ZK System Benchmarking

Jan 11th, 2023

Delendum Research

Delendum Research, Miden, Risc Zero

By Bobbin Threadbare, Dominik Schmid, Tim Carstens, Brian Retford, Daniel Lubarov, Andrei Nagornyi and Ventali Tan

Github repository: delendum-xyz/zk-benchmarking

Table of Content

Introduction
Principles
What are we testing?
Roadmap
Sample results
Call for collaboration

Introduction

The purpose of this benchmarking project is to produce a collection of standard benchmarks for comparing the performance of different zero-knowledge proof libraries, in an easy-to-read format, including graphs and tables. The first question we ask ourselves is - who is the target audience?

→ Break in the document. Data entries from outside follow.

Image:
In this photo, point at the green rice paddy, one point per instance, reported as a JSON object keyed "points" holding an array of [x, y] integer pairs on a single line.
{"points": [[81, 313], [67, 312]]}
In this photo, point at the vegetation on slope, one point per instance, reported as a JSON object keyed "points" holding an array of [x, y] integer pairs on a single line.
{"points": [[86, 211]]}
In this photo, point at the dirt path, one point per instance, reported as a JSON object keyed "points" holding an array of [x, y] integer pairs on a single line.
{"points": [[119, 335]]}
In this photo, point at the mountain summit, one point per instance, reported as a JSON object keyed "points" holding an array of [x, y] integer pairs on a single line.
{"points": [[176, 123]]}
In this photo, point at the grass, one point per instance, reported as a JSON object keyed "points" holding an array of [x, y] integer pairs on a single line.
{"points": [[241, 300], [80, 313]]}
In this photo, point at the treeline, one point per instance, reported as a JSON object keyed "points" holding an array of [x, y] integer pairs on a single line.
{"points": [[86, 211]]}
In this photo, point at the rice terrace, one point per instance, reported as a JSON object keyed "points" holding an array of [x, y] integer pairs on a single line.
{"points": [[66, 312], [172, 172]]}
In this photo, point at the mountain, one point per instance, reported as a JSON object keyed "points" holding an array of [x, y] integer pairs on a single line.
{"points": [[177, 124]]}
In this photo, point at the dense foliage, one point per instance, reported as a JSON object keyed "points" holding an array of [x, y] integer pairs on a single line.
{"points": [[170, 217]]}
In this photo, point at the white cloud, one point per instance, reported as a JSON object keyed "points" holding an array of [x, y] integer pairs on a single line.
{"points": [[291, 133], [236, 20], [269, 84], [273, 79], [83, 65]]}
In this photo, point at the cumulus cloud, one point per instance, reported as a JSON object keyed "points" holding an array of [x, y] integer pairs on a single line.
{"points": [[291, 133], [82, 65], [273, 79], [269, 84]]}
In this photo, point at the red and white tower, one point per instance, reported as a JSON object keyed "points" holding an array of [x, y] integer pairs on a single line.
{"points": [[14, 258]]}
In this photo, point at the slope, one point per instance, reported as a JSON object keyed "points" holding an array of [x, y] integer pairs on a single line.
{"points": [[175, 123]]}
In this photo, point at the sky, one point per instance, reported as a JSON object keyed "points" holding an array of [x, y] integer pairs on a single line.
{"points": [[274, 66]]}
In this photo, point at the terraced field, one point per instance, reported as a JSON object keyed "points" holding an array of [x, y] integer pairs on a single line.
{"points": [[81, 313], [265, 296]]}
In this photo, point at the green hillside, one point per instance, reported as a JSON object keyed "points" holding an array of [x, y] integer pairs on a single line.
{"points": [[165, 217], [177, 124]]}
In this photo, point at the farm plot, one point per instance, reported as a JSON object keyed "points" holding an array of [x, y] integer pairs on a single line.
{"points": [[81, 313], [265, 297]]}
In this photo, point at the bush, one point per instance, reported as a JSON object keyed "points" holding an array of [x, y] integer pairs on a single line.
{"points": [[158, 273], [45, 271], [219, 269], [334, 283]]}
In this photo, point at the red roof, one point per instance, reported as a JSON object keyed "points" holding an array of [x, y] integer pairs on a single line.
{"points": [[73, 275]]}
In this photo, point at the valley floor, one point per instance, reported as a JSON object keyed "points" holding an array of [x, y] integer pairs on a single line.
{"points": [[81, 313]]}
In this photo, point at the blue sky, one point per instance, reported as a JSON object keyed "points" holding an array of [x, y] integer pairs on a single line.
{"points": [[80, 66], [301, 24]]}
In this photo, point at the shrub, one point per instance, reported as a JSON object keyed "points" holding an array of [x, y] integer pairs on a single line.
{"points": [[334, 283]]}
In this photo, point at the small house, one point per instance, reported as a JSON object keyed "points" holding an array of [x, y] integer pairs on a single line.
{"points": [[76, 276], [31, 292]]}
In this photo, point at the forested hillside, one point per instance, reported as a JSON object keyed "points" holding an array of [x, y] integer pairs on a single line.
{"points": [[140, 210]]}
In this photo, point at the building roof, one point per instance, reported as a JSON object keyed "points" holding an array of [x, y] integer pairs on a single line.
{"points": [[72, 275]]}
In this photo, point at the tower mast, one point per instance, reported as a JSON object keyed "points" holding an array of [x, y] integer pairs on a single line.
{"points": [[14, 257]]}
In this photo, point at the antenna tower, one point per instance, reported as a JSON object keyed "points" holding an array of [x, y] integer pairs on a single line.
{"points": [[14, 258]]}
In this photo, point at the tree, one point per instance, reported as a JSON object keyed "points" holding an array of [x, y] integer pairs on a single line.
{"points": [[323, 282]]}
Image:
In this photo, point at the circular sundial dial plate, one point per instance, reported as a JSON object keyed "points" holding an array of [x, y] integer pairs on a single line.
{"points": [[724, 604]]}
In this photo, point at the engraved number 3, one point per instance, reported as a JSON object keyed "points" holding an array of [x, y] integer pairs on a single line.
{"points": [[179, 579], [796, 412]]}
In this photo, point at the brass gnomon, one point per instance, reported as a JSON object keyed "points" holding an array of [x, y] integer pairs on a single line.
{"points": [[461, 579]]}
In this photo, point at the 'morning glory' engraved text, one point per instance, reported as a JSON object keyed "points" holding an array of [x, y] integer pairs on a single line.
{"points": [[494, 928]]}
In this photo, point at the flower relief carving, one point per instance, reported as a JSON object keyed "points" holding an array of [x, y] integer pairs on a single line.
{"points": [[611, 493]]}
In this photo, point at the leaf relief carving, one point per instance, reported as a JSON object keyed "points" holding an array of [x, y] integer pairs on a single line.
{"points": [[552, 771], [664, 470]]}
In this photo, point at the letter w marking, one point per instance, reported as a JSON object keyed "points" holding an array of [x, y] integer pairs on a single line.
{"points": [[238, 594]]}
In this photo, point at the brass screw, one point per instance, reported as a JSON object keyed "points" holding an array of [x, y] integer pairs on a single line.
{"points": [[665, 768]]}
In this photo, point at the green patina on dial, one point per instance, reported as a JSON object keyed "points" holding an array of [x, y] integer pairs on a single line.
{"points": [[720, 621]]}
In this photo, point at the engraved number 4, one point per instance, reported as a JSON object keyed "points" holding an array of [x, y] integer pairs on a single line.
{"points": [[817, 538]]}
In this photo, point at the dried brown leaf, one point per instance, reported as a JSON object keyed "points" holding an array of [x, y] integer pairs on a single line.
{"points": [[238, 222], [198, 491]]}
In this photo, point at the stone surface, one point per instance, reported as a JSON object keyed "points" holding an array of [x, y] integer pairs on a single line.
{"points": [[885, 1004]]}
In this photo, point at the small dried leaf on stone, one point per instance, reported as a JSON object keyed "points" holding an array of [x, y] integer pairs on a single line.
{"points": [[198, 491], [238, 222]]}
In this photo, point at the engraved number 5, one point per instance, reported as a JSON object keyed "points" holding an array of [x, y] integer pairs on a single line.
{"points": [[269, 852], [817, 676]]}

Is it a) developers, who are not necessarily familiar with the internals of ZK systems, but are looking to make an informed decision based on the tradeoffs involved with using a given proving system for a concrete, real-world use case, or b) individuals who understand the broad underlying primitives and are interested in the performance of key cryptographic building blocks?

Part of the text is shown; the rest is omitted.